◆カープロードに新たに設置された、カープ坊やハンドホール
2025年からカープロードにはカープ坊やをあしらった『マンホール』ではなく『ハンドホール』と呼ばれる長方形の蓋が設置されています。
以前カープロードは歩道に電柱が何本も設置されていました。カープロードのリニューアルにあたり電線地中化となったため、それに伴い設置されたのが『ハンドホール』です。この蓋の横には四角いボックスがありますが、このボックスは電柱の役割を果たしています。地震や災害時に電柱が倒れて通電が止まったり、復旧に時間がかかったり、そのような二次災害を避けるため、国土強靱化の一環として電線をなくしていく取り組みでもあります。ここにもカープ坊やのイラストをあしらうことで、少しでも取り組みに興味を持ってほしいという思いが込められています。
カープ坊やは1975年に誕生し、現在は街の風景の一部になっています。

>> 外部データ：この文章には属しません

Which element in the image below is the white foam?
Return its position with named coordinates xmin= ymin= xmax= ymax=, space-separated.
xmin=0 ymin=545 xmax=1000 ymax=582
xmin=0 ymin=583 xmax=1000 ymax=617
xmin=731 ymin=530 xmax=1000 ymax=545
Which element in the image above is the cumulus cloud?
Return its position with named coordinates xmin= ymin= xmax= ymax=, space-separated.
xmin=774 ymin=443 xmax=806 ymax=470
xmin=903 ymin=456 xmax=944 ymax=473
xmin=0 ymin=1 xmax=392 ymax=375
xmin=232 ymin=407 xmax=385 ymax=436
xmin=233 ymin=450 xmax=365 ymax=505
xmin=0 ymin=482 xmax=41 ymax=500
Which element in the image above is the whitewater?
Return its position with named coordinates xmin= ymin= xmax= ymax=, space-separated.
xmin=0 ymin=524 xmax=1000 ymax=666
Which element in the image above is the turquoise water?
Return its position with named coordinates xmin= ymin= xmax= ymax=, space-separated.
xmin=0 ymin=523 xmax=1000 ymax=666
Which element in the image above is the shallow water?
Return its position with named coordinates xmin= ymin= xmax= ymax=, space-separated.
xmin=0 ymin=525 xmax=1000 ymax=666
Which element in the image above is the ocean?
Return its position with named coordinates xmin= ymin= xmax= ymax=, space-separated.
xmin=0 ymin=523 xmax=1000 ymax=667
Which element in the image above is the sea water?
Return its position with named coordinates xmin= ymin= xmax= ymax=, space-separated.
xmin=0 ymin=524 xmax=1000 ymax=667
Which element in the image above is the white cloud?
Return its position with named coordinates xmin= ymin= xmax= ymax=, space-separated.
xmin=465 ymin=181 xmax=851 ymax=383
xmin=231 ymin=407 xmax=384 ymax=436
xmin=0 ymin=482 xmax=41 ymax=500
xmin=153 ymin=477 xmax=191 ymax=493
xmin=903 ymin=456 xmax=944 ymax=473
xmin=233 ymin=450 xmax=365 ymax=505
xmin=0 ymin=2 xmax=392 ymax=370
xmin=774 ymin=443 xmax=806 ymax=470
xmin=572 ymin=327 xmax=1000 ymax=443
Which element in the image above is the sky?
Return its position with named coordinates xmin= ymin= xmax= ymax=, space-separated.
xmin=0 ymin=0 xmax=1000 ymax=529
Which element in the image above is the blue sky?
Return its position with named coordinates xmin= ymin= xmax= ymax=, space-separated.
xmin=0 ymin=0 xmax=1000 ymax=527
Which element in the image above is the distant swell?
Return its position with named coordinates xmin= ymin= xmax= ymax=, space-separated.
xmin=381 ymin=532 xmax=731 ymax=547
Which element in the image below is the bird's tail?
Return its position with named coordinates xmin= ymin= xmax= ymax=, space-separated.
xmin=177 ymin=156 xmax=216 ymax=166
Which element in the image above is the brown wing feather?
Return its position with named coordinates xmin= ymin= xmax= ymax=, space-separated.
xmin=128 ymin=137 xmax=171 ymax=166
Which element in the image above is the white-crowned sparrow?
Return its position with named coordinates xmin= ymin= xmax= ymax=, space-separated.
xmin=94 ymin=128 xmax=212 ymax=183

普通は街にこのようなマンホールがあれば、違和感がありますが、そう感じさせないのは、この50年間でカープ坊やが広島で愛されて『市民権』を得たということだと感じます。
球団を代表するイメージキャラクターとして、さまざまなグッズができ、子どもたちはまさに“カープ坊や”としてチームを応援しています。あまり人気がなければキャラクターを変えたいという声も出ていたかもしれませんが、そうならなかったのは、街づくりと同じように、カープ坊やが愛されていた証です。広島に原爆が投下され、戦後の広島が未来の子どもたちへ、良い町、良い環境、そしてスポーツという、未来を託した思いが、“子ども”であったこと、それがこの50年間を支えてきたのだろうと感じます。
デザインマンホールは、一見派手で、話題性があります。ただそれは、マツダ スタジアムを移設するときの基本コンセプトのように、あくまで目的のためにつくられています。水道施設、電線施設、さまざまなインフラ施設の重要性は、『マンホールの下』にあります。カープ坊やの将来を見据えた思いと同様に、野球ファンの子どもたちに少しでもその思いを感じてもらえれば、広島の街は長く続いていくのではないかと思っています。弊社は全国的にマンホールデザインを担当させていただいていますが、基本の思いは、そこから変わることはありません。
多くの方々に『カープ坊やマンホール』に関心を持ってもらい、なぜマンホールがあるのか? どういう役割を果たしているのか? と、関心を持つきっかけになればうれしいです。
■友鉄工業株式会社
創業1959年の鋳物製造の老舗企業。鋳物業界における高技術を誇る総合メーカーで、地域インフラから自動車、景観用途まで多岐にわたり業務を展開している。